What does this all mean for apparel and footwear?

As for expectations on where they would spend in the next six months, apparel and footwear did make the top seven—but at a net negative rate. Fresh food was the top choice at 18 percent, followed by wellness and fitness, at 5 percent. Apparel took the number five spot, at minus 7 percent, while footwear was number seven, also at minus 7. While both apparel and footwear had net negative spends, Sharp said those figures were actually good because “apparel made the top one-third” of the 18 categories surveyed.

The Alvarez study concluded that apparel spend is driven by a wardrobe shift as consumers emerge from the pandemic, while footwear is driven by new needs for the same reason. Part of the reason for the net negative spend intentions was due to the shift from five days at the office to working from home part of the time post-pandemic. And for those who plan to return to the office, one in three said they intend to change either their wardrobe, look, hairstyle or makeup. Thirty percent of older consumers expressed a preference for a more formal wardrobe, while 30 percent favor an easier or more relaxed look. Gen Z respondents said they were looking for edgier, on-trend apparel.

“The challenges for manufacturers will be ‘what are your trend signals?’ and how they will meet those needs,” Sharp said.

As for the bottom seven, alcohol took the last spot at minus 23 percent, with accessories just ahead of it at minus 20 percent. Rounding out the bottom three was jewelry at minus 17 percent.

As for retail channel shifts, 19 percent of respondents said they plan to shop more, rather than less, at Amazon in the next six months.

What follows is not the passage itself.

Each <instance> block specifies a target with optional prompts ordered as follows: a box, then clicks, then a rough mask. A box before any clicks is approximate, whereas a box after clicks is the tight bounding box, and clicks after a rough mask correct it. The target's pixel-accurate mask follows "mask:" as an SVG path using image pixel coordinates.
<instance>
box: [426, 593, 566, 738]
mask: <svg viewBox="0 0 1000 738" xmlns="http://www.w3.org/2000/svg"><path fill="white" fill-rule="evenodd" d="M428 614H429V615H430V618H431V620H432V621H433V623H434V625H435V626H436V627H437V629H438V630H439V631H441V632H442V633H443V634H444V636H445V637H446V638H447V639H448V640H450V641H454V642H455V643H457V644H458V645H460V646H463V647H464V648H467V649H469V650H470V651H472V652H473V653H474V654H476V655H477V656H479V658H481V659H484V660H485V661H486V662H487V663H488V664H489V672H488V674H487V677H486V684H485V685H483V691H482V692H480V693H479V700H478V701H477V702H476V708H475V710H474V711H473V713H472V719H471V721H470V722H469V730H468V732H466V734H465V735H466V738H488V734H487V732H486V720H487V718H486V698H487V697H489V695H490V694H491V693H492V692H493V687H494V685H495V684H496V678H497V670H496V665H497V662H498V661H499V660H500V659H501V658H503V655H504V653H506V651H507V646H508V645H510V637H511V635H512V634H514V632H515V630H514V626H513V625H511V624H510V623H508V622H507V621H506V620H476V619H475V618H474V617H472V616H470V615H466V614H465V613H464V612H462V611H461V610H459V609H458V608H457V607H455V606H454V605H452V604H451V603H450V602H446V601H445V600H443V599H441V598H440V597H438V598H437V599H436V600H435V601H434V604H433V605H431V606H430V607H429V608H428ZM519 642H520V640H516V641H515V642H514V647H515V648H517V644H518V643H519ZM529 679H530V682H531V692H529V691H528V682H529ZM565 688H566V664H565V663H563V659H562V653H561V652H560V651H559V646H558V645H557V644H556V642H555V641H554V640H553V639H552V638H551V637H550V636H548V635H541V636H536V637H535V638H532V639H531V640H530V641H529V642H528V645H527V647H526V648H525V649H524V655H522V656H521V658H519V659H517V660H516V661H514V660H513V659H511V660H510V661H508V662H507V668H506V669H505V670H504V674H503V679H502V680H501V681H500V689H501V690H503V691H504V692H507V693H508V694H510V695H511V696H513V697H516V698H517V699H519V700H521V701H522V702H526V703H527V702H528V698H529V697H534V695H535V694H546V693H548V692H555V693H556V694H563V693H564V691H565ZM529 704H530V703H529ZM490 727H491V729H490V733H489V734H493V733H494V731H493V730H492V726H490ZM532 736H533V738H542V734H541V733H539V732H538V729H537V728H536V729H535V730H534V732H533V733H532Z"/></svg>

Next in line is Walmart, where a net nine percent said they intend to shop more, and not less, over the same time period. One loser was the department store sector, which registered a net negative—an indicator that respondents intend to shop there less over the next six months. In addition, 33 percent said they use Amazon’s mobile shopping app weekly. Walmart, social commerce sites such as Instagram, and Target make up the rest of the top four most prevalently used mobile apps. The study also found that Latinx consumers “significantly over-indexing in mobile shopping.”

One plus for brick-and-mortar retailers was that physical stores remain the preferred channel for the actual purchasing of goods, while online was the preferred channel prior to an actual purchase.